図2.Universal Naturopathic Directory and Buyer’s Guide, 1918, Published by Benedict Lust

 Benedict Lustのナチュロパシーに対する基本的考え方は、1918年発行の「Universal Naturopathic Directory and Buyer’s Guide」(図2)の中に述べられている。その中で「通常の医学は,いつの時代も疾患の原因に対して注意を払うことなく,単に症状のみを抑えようとしてきたが,自然治療は単に症状を改善することよりも原因を取り除くことに重点が置かれている。」との一文があり,これは自然治癒力が疾患の根本的な原因を標的に働くことを意味し,現代科学でも十分に説明し得るものである。現在米国では,医師がこの自然治癒力を導くために,ライフスタイルの指導,食事療法,鍼治療,運動療法,薬草療法,水療法、マッサージ,超音波療法、光療法などを実践している。また,ワシントン州シアトル郊外にあるBastyr大学(http://www.bastyr.edu/)は1978年に創設され,今やNaturopathic Medicine(自然療法医学)分野において世界的なリーダー役になっている。当該大学の大学院課程では,naturopathic medicine(自然療法医学),acupuncture and oriental medicine(鍼・東洋医学),ayurvedic medicine(アーユルヴェーダ医学),nutrition(栄養学),clinical health psychology(臨床健康心理学)などのコースが設けられており,学生の臨床実習がシアトルのBastyr Center for Natural Health( http://bastyrcenter.org/)で実施されている。補完代替医療という概念が1990年頃に提案され,今では世界的に一つの医療体系としての地位を確立しつつあるが,米国では1978年当時から自然療法医学の領域において教育,研究が進められてきたことになる。
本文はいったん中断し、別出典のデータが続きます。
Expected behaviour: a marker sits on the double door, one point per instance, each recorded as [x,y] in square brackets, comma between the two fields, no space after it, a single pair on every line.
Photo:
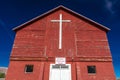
[60,72]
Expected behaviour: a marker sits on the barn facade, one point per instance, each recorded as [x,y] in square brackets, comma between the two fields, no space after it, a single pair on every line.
[61,45]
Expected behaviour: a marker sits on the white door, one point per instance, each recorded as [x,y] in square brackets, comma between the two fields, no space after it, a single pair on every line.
[60,72]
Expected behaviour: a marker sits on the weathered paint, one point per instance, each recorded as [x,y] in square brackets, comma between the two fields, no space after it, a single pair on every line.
[83,43]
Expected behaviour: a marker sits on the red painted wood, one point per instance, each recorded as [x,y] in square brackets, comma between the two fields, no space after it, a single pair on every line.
[41,39]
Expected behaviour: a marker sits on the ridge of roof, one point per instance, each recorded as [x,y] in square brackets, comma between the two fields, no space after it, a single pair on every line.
[63,7]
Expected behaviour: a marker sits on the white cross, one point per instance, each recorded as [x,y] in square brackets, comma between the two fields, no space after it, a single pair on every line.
[60,29]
 我が国では,自然療法という言葉自体これまであまり馴染みがなかった。しかしながら以前から民間レベルで実践されてきた様々な療法(例えば断食療法,食事療法,身体強化と矯正など)は,正に自然療法と趣旨を共にする。2007年に日本臨床自然療法研究会が発足し活動を開始しており,2008年6月には医療法人社団KYG医療会及びNPO法人代替医療科学研究センターの主催でUSA-Japan Academic Exchange on Natural Medicine(自然療法医学日米学術交流会)が東京で開催された。今後一つの医療分野として,自然療法医学が正しい理解の下に国内でも浸透していくことを期待したい。